PRETORIA, The South African Reserve Bank’s Monetary Policy Committee (MPC), concerned over the country’s growth outlook, reduced its benchmark repo rate by 25 basis points to 6.75 per cent Thursday.
Briefing reporters following the MPC’s meeting, Reserve Bank Governor Lesetja Kganyago said the bank will not hesitate to revise the move if the need arises, noting that the central bank also remains concerned about the inflation outlookl.
Underlying demand in the economy is extremely weak and the MPC is concerned about the deterioration in the growth outlook over the forecast period. This decline is broad-based,” said Kganyago.

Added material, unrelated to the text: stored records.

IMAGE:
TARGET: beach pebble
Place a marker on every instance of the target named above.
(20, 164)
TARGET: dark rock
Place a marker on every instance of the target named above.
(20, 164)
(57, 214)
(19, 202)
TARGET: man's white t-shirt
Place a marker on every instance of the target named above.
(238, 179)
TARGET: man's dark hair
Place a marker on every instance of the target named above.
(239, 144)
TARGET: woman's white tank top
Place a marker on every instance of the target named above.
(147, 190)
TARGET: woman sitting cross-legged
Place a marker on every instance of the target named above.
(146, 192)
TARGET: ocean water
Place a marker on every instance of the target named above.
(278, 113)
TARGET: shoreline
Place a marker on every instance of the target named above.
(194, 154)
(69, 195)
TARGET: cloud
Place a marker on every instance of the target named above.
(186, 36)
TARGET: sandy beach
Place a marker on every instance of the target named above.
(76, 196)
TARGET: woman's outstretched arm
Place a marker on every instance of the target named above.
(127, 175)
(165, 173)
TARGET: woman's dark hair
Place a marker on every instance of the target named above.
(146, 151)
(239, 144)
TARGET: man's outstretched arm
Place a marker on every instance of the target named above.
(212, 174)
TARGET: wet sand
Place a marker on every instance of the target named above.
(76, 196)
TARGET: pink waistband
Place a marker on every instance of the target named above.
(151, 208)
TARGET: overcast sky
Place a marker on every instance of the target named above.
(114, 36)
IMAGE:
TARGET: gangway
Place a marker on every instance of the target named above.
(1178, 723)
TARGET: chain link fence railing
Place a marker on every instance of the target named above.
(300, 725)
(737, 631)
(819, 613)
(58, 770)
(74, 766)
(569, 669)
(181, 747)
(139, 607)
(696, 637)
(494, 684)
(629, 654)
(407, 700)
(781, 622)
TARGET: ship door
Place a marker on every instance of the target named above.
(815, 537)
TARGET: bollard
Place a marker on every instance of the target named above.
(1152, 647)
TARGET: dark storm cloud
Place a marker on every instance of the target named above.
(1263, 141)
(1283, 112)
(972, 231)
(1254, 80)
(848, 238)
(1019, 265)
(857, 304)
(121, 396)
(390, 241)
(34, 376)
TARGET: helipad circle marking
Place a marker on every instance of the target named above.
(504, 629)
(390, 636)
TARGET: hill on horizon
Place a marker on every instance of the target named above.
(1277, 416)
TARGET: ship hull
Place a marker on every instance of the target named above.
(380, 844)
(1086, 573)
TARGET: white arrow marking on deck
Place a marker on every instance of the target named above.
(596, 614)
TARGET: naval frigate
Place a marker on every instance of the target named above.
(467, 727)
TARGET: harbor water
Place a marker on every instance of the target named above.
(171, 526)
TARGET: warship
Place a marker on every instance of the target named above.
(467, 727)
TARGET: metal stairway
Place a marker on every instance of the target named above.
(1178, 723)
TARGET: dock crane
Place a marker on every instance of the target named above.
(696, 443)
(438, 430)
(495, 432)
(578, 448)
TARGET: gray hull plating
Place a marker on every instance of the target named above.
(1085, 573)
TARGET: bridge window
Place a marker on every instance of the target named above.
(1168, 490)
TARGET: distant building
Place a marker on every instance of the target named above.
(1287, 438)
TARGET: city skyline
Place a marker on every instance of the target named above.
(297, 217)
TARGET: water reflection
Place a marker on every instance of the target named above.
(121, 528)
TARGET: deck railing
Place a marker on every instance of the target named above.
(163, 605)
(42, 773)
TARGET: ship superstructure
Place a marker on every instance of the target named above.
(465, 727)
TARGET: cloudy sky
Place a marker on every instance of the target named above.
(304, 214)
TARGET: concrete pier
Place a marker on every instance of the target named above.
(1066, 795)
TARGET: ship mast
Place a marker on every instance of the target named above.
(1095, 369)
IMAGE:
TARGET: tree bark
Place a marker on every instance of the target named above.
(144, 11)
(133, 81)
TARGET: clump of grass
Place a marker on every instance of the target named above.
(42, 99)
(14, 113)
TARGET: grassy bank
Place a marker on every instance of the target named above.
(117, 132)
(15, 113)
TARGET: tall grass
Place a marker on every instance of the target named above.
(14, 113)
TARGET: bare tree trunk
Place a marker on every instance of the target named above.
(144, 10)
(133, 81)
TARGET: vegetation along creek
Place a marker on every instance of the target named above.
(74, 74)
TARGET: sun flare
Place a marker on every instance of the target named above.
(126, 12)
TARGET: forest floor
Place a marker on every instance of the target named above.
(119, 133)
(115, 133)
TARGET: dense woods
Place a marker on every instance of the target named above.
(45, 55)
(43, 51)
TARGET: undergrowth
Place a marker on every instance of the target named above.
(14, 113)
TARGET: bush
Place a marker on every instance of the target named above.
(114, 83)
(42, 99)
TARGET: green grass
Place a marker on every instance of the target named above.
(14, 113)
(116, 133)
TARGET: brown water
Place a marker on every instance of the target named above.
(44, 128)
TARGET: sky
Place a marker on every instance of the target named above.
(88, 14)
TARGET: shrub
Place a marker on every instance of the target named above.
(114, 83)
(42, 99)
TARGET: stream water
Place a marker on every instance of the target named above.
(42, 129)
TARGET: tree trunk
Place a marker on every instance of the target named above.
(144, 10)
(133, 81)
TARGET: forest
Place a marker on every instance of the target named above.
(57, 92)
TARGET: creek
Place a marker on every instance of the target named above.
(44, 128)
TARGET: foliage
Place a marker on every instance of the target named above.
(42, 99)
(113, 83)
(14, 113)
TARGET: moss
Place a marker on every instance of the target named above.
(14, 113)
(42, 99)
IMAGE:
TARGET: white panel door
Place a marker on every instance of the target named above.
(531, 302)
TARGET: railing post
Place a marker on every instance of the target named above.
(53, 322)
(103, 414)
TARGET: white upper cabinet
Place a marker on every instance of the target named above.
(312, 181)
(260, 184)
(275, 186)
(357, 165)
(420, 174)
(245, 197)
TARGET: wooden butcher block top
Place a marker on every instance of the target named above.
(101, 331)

It is unclear where the drivers of accelerated growth will come from in the absence of credible structural policy initiatives that will reduce uncertainty and increase business and consumer confidence. The MPC assesses the risks to the revised growth forecast to be slightly on the downside.”
At the same time, the central bank remains concerned about the country’s inflation outlook, saying that inflation expectations remain sticky at the upper end of its 6.0 per cent benchmark, the Governor said.
Headline consumer inflation released by Statistics South Africa (Stats SA) on Wednesday showed that inflation eased to 5.1 per cent year-on-year in June, down from 5.4 per cent in May.
The downward revision of the repo rate surprised economists, who had expected the MPC to keep the rate unchanged at 7.0 per cent.
The MPC also said that while the Rand had more or less remained unchanged since the last MPC meeting in May, it was volatile. Kganyago said the currency remains vulnerable to global shocks and a possible credit ratings downgrade.
A further upside risk relates to the possible supply side shock of a large electricity tariff increase from July 2018. National power utility Eskom has approached the National Energy Regulator of South Africa (Nersa) for a tariff increase of around 20 per cetnt, but the current forecast assumes an increase of 8.0 per cent. This assumption will be adjusted in line with any new determinations made by Nersa.
The central bank revised downwards the country’s growth outlook from 1.0 per cent to 0.5 per cent in 2017. It said a moderate petrol price hike is likely in August following a decrease of between 69 and 68 cents in July.
The repo rate was raised to 7.0 per cent at the MPC’s March 2016 meeting.
Kganyago said four members of the MPC preferred a reduction, while two members preferred an unchanged stance.